Affiliation: Department of Orthopaedic Surgery, China Medical University Hospital, School of Chinese Medicine, China Medical University, Taichung 40447, Republic of China.
Background: Open discectomy remains the standard method for treatment of lumbar disc herniation, but can traumatize spinal structure and leaves symptomatic epidural scarring in more than 10% of cases. The usual transforaminal approach may be associated with difficulty reaching the epidural space due to anatomical peculiarities at the L5-S1 level. The endoscopic interlaminar approach can provide a direct pathway for decompression of disc herniation at the L5-S1 level. This study aimed to evaluate the clinical results of endoscopic interlaminar lumbar discectomy at the L5-S1 level and compare the technique feasibility, safety, and efficacy under local and general anesthesia (LA and GA, respectively).

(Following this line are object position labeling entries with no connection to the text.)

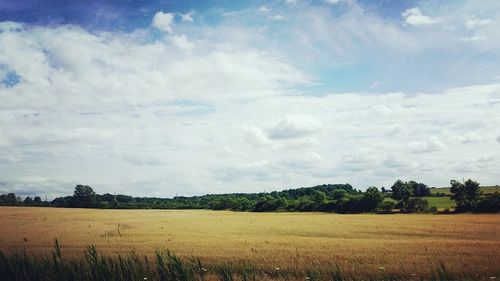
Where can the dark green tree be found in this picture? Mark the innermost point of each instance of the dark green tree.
(466, 195)
(28, 200)
(401, 191)
(84, 197)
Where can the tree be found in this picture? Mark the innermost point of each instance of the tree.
(84, 197)
(418, 189)
(466, 195)
(11, 199)
(371, 199)
(401, 191)
(28, 200)
(418, 205)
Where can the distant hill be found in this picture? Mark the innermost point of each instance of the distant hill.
(446, 190)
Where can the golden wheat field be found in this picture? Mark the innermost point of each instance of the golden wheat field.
(403, 244)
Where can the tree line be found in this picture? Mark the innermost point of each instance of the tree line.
(404, 197)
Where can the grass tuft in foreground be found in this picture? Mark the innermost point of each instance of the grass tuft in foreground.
(20, 266)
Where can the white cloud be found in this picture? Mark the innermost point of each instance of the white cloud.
(264, 9)
(187, 17)
(163, 21)
(415, 17)
(294, 126)
(277, 17)
(182, 42)
(475, 22)
(471, 39)
(430, 145)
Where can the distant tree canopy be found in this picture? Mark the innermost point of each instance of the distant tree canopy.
(339, 198)
(407, 194)
(466, 195)
(84, 197)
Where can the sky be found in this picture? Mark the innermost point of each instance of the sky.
(165, 98)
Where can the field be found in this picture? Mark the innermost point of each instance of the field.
(361, 245)
(440, 202)
(484, 189)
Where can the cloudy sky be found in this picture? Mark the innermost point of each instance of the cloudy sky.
(165, 97)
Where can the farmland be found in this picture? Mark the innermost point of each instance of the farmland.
(293, 242)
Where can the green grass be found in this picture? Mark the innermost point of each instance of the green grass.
(440, 202)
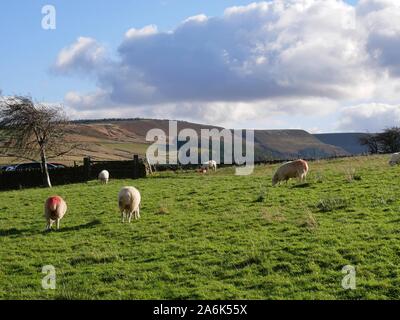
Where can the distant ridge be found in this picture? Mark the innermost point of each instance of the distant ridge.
(269, 144)
(119, 139)
(347, 141)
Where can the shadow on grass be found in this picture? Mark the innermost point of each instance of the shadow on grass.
(30, 232)
(12, 232)
(88, 225)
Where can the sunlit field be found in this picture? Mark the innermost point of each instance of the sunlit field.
(212, 236)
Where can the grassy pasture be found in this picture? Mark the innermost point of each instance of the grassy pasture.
(213, 236)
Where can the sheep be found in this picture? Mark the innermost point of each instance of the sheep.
(104, 176)
(212, 164)
(395, 159)
(293, 169)
(129, 203)
(54, 210)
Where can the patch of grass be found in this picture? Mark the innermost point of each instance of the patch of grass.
(308, 221)
(272, 216)
(217, 242)
(331, 204)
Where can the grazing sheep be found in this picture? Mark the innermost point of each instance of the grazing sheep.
(54, 210)
(129, 203)
(293, 169)
(395, 159)
(104, 176)
(212, 164)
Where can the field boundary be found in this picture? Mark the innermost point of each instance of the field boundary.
(128, 169)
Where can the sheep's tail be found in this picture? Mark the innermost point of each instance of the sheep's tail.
(53, 203)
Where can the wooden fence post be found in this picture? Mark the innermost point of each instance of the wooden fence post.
(86, 165)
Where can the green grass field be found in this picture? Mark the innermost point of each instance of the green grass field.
(214, 236)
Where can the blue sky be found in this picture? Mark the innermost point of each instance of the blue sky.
(28, 51)
(333, 81)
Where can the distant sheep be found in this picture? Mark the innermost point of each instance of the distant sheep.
(129, 203)
(104, 176)
(54, 210)
(212, 164)
(293, 169)
(395, 159)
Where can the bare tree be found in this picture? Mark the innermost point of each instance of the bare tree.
(390, 140)
(33, 131)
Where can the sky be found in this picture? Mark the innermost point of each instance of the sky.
(318, 65)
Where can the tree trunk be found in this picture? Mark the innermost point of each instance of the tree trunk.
(45, 170)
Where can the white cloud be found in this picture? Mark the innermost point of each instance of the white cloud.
(371, 117)
(144, 32)
(260, 61)
(86, 54)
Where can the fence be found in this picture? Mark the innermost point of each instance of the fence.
(131, 169)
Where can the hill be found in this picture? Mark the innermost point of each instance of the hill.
(269, 144)
(212, 236)
(118, 139)
(347, 141)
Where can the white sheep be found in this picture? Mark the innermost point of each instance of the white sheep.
(395, 159)
(54, 210)
(293, 169)
(104, 176)
(129, 203)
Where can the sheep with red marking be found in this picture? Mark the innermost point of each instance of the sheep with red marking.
(129, 203)
(104, 176)
(293, 169)
(54, 210)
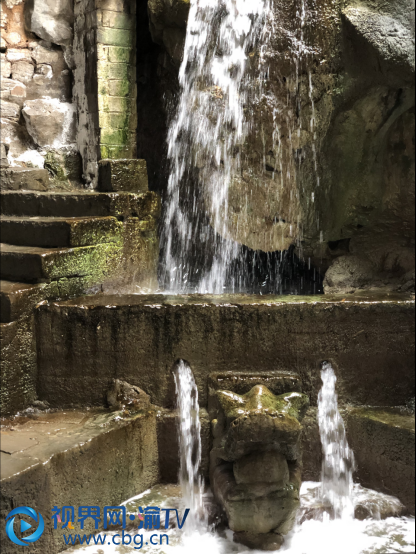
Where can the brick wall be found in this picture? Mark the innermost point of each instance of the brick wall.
(105, 46)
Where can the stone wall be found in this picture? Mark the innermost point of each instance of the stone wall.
(105, 81)
(38, 116)
(68, 86)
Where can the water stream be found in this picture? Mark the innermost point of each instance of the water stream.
(189, 433)
(338, 459)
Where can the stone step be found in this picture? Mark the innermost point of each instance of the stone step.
(52, 232)
(18, 299)
(57, 459)
(24, 178)
(32, 264)
(80, 204)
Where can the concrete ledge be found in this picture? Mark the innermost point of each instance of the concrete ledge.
(92, 340)
(74, 459)
(383, 441)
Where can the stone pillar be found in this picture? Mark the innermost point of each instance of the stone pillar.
(105, 81)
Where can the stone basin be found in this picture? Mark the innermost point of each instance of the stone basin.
(85, 343)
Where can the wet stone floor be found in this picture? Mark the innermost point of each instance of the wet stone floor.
(371, 536)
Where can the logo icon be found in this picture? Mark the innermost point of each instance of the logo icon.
(35, 536)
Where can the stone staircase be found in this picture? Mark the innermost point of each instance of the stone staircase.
(64, 244)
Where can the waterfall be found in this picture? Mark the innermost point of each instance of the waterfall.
(189, 431)
(205, 137)
(338, 459)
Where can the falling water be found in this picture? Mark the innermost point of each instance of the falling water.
(338, 459)
(189, 445)
(206, 135)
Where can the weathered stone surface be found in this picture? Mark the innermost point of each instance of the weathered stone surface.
(123, 396)
(67, 451)
(21, 178)
(54, 232)
(23, 71)
(4, 149)
(370, 341)
(18, 365)
(50, 20)
(266, 467)
(18, 299)
(383, 441)
(358, 58)
(81, 204)
(266, 541)
(274, 511)
(50, 122)
(15, 136)
(12, 90)
(6, 67)
(11, 111)
(122, 176)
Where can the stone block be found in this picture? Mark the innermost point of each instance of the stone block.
(114, 104)
(10, 110)
(383, 441)
(126, 6)
(22, 178)
(18, 365)
(120, 55)
(115, 37)
(113, 136)
(125, 121)
(23, 71)
(117, 152)
(122, 176)
(117, 20)
(6, 67)
(375, 367)
(65, 457)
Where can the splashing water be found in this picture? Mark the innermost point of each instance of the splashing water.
(206, 135)
(338, 459)
(189, 446)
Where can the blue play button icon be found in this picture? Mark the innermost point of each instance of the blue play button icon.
(24, 526)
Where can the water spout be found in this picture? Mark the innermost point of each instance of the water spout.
(189, 429)
(338, 459)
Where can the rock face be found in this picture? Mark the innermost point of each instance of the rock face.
(50, 122)
(51, 20)
(355, 86)
(123, 396)
(256, 462)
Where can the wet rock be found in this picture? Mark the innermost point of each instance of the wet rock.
(50, 122)
(13, 91)
(267, 467)
(267, 541)
(122, 176)
(348, 274)
(10, 111)
(50, 20)
(4, 162)
(123, 396)
(22, 178)
(15, 136)
(271, 511)
(23, 71)
(5, 67)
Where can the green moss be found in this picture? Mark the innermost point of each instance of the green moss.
(261, 400)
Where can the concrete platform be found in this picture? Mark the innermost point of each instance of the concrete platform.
(51, 232)
(74, 458)
(80, 204)
(83, 344)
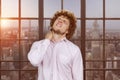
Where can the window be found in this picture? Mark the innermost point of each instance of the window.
(98, 35)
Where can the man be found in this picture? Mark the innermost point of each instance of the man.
(55, 56)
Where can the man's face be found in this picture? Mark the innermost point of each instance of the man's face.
(61, 25)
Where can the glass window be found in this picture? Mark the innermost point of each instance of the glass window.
(9, 8)
(9, 29)
(50, 7)
(94, 50)
(94, 8)
(30, 29)
(94, 29)
(29, 8)
(112, 29)
(112, 8)
(73, 5)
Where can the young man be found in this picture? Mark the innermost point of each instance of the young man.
(55, 56)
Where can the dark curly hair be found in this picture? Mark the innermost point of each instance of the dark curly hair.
(70, 16)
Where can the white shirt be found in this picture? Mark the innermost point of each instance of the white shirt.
(56, 60)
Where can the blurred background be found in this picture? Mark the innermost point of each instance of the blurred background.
(98, 35)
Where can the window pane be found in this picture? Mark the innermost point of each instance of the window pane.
(94, 75)
(46, 27)
(94, 50)
(94, 65)
(94, 29)
(112, 29)
(29, 8)
(112, 75)
(112, 50)
(29, 75)
(9, 29)
(9, 8)
(77, 33)
(30, 29)
(25, 48)
(9, 50)
(112, 8)
(94, 8)
(51, 6)
(73, 5)
(9, 75)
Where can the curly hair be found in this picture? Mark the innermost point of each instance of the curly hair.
(70, 16)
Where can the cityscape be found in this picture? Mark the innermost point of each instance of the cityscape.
(15, 46)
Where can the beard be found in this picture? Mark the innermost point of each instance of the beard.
(58, 32)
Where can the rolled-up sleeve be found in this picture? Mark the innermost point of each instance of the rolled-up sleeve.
(37, 51)
(77, 67)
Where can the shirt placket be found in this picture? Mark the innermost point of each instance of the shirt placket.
(54, 62)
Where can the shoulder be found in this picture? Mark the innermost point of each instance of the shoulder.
(73, 48)
(72, 45)
(38, 42)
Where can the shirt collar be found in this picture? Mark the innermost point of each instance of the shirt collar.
(63, 39)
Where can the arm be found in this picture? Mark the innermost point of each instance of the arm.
(37, 51)
(77, 68)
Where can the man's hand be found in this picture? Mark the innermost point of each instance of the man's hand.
(49, 35)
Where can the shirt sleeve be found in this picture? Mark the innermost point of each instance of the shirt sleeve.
(77, 68)
(37, 51)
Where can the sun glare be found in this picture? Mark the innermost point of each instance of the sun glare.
(5, 23)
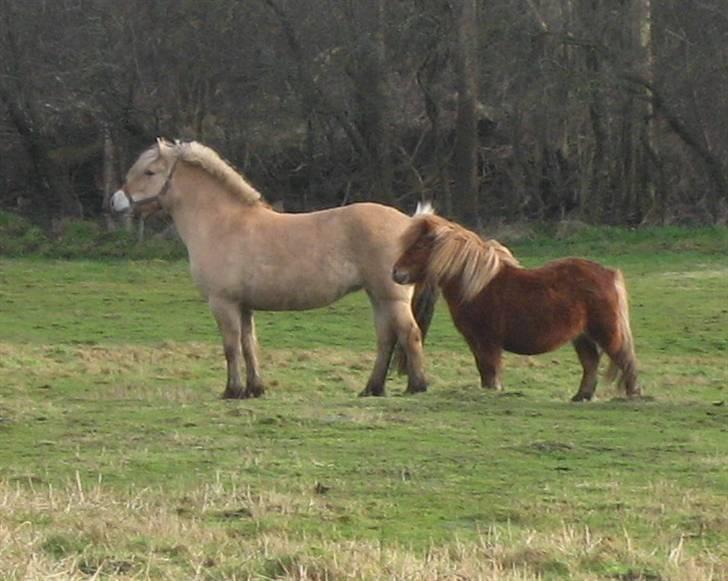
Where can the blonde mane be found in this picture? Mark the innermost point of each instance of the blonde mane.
(460, 254)
(208, 160)
(204, 158)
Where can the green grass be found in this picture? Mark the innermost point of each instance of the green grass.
(118, 456)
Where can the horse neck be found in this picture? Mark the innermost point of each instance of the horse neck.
(452, 288)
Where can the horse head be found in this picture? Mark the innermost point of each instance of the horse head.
(148, 185)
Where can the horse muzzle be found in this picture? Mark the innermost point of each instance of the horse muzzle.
(120, 202)
(400, 276)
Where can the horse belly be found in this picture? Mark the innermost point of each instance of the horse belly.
(542, 330)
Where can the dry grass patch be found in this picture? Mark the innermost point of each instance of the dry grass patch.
(78, 532)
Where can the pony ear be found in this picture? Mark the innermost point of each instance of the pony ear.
(163, 145)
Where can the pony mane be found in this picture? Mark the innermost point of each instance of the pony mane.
(461, 255)
(208, 160)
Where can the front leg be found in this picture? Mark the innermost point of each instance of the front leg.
(488, 360)
(249, 342)
(227, 315)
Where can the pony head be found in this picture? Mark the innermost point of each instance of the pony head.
(440, 251)
(417, 243)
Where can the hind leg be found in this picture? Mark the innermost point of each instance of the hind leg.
(249, 343)
(588, 353)
(386, 339)
(410, 338)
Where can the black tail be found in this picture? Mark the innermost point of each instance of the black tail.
(423, 307)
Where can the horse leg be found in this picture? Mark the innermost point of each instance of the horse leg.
(386, 340)
(227, 315)
(249, 342)
(409, 336)
(588, 353)
(488, 361)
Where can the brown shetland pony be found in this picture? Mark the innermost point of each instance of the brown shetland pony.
(497, 305)
(244, 256)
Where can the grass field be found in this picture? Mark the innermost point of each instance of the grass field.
(118, 459)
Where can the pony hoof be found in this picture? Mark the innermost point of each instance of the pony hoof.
(418, 388)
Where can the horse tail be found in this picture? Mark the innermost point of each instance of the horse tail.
(623, 364)
(423, 302)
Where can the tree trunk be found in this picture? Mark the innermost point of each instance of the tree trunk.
(466, 136)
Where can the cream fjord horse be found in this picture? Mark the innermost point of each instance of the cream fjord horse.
(245, 256)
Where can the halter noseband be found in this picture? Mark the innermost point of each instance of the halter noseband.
(163, 190)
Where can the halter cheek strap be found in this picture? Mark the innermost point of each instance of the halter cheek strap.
(165, 187)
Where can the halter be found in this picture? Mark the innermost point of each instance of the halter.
(163, 190)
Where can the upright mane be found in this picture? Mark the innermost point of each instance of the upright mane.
(460, 254)
(209, 161)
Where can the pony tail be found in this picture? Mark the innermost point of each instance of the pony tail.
(423, 301)
(623, 364)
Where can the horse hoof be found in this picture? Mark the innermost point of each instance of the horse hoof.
(581, 397)
(418, 388)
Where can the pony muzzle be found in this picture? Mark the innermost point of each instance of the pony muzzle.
(400, 276)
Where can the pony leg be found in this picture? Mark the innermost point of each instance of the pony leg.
(386, 340)
(249, 342)
(227, 315)
(588, 353)
(488, 362)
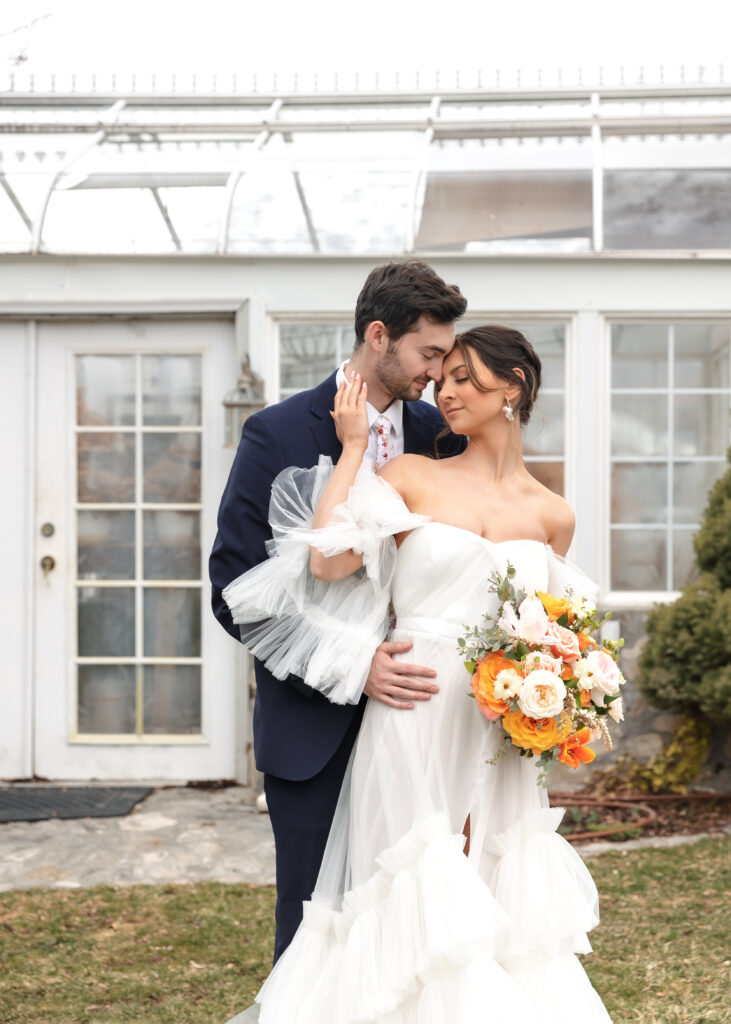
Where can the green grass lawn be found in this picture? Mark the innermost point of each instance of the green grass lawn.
(171, 954)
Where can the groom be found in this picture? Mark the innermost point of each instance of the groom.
(404, 327)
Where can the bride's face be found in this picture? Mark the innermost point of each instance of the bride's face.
(468, 409)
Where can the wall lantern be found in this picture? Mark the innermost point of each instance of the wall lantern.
(245, 398)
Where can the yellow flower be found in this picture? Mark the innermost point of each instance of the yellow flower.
(536, 734)
(555, 606)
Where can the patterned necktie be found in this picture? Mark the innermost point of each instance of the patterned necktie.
(385, 448)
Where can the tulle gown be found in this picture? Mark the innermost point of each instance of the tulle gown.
(402, 928)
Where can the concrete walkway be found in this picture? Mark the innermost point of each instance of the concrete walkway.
(173, 836)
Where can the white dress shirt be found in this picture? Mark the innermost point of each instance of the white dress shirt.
(394, 414)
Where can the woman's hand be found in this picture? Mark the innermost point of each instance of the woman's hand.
(350, 415)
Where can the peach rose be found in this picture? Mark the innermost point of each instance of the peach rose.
(555, 606)
(483, 684)
(562, 642)
(542, 660)
(536, 734)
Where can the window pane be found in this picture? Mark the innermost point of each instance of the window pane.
(639, 424)
(549, 473)
(308, 353)
(544, 433)
(172, 698)
(639, 355)
(104, 390)
(105, 622)
(639, 493)
(171, 390)
(105, 543)
(638, 559)
(172, 623)
(106, 698)
(172, 545)
(171, 467)
(691, 483)
(701, 353)
(532, 206)
(668, 209)
(105, 467)
(701, 424)
(684, 567)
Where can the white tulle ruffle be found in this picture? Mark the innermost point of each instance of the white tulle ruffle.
(325, 633)
(426, 941)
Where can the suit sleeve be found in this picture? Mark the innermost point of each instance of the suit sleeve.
(243, 515)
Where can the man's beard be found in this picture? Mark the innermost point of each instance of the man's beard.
(391, 375)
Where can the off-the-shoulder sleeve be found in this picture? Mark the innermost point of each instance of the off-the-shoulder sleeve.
(326, 633)
(564, 576)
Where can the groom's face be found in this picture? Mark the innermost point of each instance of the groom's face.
(417, 357)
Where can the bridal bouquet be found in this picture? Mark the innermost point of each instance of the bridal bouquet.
(540, 673)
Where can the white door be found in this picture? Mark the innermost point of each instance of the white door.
(133, 676)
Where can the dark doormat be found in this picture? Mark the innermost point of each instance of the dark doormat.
(34, 803)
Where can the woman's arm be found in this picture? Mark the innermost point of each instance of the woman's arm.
(352, 427)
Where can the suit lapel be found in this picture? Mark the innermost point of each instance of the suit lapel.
(321, 422)
(418, 432)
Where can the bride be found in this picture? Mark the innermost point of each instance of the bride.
(445, 895)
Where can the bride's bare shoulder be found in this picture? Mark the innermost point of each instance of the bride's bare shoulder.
(407, 472)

Methods: One hundred twenty-three patients with L5-S1 disc herniation underwent endoscopic interlaminar lumbar discectomy from October 2006 to June 2009 by two spine surgeons using different anesthesia preferences in two medical centers. Visual analog scale (VAS) scores for back pain and leg pain and Oswestry Disability Index (ODI) sores were recorded preoperatively, and at 3, 6, and 12 months postoperatively. Results were compared to evaluate the technique feasibility, safety, and efficacy under LA and GA.
Results: VAS scores for back pain and leg pain and ODI revealed statistically significant improvement when they were compared with preoperative values. Mean hospital stay was statistically shorter in the LA group. Complications included one case of dural tear with rootlet injury and three cases of recurrence within 1 month who subsequently required open surgery or endoscopic interlaminar lumbar discectomy. There were no medical or infectious complications in either group.
Conclusion: Disc herniation at the L5-S1 level can be adequately treated endoscopically with an interlaminar approach. GA and LA are both effective for this procedure. However, LA is better than GA in our opinion.